Feb. 13 (UPI) — China sent 18 warplanes and four naval vessels into the waters and airspace around Taiwan, Taipei’s military said Monday, after the U.S. Navy and Marine Corps held joint exercises in the South China Sea over the weekend.
Eleven aircraft, including four Chengdu J-10 fighter planes, two Shenyang J-11 fighter jets and two Shenyang J-16 jet fighters, crossed the Taiwan Strait median line, Taiwan’s Ministry of Defense said Monday morning.
Taipei dispatched aircraft and naval vessels to respond and monitored the Chinese craft with land-based missile systems, the ministry said.
China considers the democratic island of 23 million a wayward province and has vowed to seize control of it by force if necessary.

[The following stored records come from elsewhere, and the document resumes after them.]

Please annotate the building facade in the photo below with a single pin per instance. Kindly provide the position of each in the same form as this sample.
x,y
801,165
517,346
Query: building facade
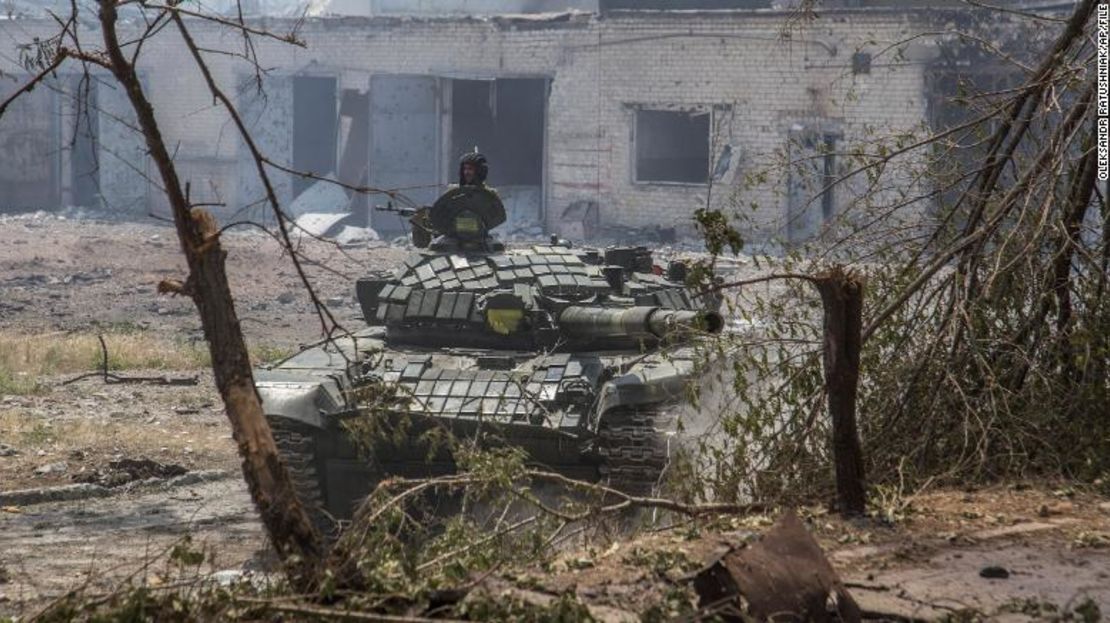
x,y
624,118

Taiwan has never been a part of the mainland People’s Republic of China, which was founded in 1949, and rejects Beijing’s sovereignty claims.
Incursions by Chinese aircraft and ships have become a commonplace occurrence in recent years, a tactic that Taiwan’s military calls “gray zone” warfare meant to strain the island’s defense capabilities and wear down its morale.
Taiwan has also been at the center of rising tensions between Beijing and Washington. A visit by then-U.S. Speaker of the House Nancy Pelosi to Taipei in August sparked outrage from China, which responded with its largest-ever war games around the island.
Washington has continued to sell weapons to Taipei and U.S. President Joe Biden has said on four occasions that the U.S. military would defend Taiwan against invasion attempts from China.
The latest Chinese incursions come after the U.S. Navy and Marines held joint drills in the nearby South China Sea over the weekend.
The USS Nimitz Carrier Strike Group and the 13th Marine Expeditionary Unit conducted “integrated expeditionary strike force operations,” the Navy said on Sunday.
The exercises “increase our ability to create theater-wide effects in support of a free and open Indo-Pacific,” Rear Adm. Christopher Sweeney said in a statement released by the U.S. 7th Fleet.
China claims sovereignty over almost the entire South China Sea, a contention that an international tribune in The Hague rejected in 2016.
In a move to counteract Beijing’s growing assertiveness in the region, Washington and Manila announced plans earlier this month to step up the U.S. military presence in the Philippines with access to four new locations.